Serkan Erdoğan (born 30 August 1978) is a Turkish retired professional basketball player. Erdoğan tested positive for the banned substance Nandrolone, and was thus immediately suspended from the FIBA SuproLeague's 2000–01 season competition.

==Professional career==
Erdoğan was a developmental product of the TED Ankara Kolejliler academy, and made his professional debut with that team. He then played with the Turkish Super League clubs Tuborg Pilsener, Tofaş, and Ülkerspor. After that, Erdoğan played with TAU Ceramica of the Spanish League.

Erdoğan then played with the Turkish clubs Efes Pilsen and Türk Telekom. After that he moved to the Spanish club Meridiano Alicante. On January 24, 2011, he signed a contract with the Turkish club Beşiktaş. He signed a two-year contract with the Turkish club Banvit, in the summer of 2011. He signed a contract with the Turkish club Royal Halı Gaziantep, in the summer of 2013. With Gaziantep, he played his last game in professional club basketball in December 2013.

===FIBA SuproLeague ban===
Erdoğan tested positive for the banned substance Nandrolone, and he was thus immediately suspended from the FIBA SuproLeague's 2000–01 season competition.
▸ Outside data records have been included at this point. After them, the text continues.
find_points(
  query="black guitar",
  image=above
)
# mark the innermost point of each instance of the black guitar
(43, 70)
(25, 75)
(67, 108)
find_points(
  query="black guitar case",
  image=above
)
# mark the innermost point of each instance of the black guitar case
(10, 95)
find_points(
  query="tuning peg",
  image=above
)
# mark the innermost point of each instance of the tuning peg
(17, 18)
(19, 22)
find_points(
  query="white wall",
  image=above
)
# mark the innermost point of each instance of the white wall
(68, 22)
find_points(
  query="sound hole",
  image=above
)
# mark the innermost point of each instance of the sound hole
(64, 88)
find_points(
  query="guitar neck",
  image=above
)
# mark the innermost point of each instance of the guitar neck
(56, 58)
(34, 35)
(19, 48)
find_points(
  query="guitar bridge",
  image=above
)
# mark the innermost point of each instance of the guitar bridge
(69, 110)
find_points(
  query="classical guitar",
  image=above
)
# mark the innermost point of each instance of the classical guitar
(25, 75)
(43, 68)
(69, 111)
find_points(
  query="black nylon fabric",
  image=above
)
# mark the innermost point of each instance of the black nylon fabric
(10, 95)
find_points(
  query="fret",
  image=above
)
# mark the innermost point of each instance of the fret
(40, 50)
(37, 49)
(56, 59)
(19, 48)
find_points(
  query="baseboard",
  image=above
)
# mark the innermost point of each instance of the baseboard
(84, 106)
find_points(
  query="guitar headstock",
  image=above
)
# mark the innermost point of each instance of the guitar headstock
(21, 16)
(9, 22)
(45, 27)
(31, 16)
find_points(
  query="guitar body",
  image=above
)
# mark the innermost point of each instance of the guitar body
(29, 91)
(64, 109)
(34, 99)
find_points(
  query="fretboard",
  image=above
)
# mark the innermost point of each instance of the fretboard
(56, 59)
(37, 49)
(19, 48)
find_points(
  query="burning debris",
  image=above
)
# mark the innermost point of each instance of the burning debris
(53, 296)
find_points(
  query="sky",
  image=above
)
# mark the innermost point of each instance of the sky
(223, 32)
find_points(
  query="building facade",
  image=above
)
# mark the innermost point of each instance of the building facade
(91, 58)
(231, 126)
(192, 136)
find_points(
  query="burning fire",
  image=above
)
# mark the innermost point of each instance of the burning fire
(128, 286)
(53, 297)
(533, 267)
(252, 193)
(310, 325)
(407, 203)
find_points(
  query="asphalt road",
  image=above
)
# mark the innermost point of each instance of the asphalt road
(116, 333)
Erdoğan tested positive in his "A" urine sample, which revealed a level of Nandrolone (anabolic androgenic steroids) that was above the limit specified under FIBA's doping controls. The positive test result, which was tested by the body that is responsible for FIBA's drug testing, came after Ulker's home game against Panathinaikos Athens, on 7 December 2000.

==National team career==
Erdoğan was also a member of the senior Turkish national team.